The Imperfectionists, by Tom Rachman   no comments

Posted at 11:29 pm in Book review

Tom Rachman’s The Imperfectionists is that rare thing in fiction, a novel set within an office. The office in question belongs to a fading international newspaper in Rome whose rather fractious employees are seemingly united only by their occasionally grudging dedication to the paper.  Each chapter is told from the point of view of a different member of the staff–from Editor to CFO–plus a section about a reader.

The stories are all tragicomic in their own ways, perhaps reflecting the gloom hanging over the newspaper industry these days. The reader, Ornella de Monterrecchi, is particularly memorable: feeling compelled to read each edition completely, she is now fifteen years behind, and has banned all modern technology and news-conveying devices from her house so as not to encounter any plot spoilers. Ornella’s son Dario, though he does not merit a chapter of his own, weaves in a pleasantly conniving fashion through the other characters’ lives.
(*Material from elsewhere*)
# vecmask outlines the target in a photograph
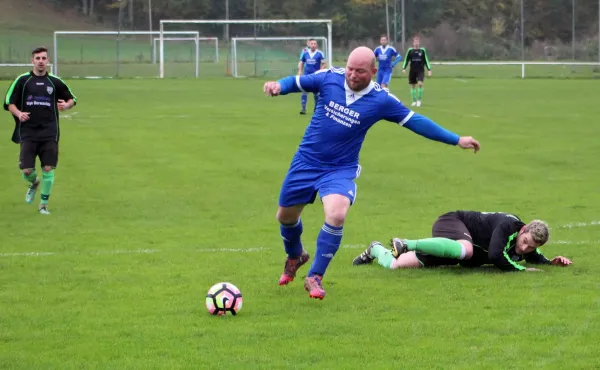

The longer sections are interspersed with a history of the paper, which was founded by an American millionaire industrialist fifty years earlier, for somewhat mysterious reasons. These become clear at the end, in a genuinely elegant resolution. The Imperfectionists paints incisive portraits of both the state of the newspaper industry and some highly memorable characters. Brilliant and un-putdownable: a terrific first novel.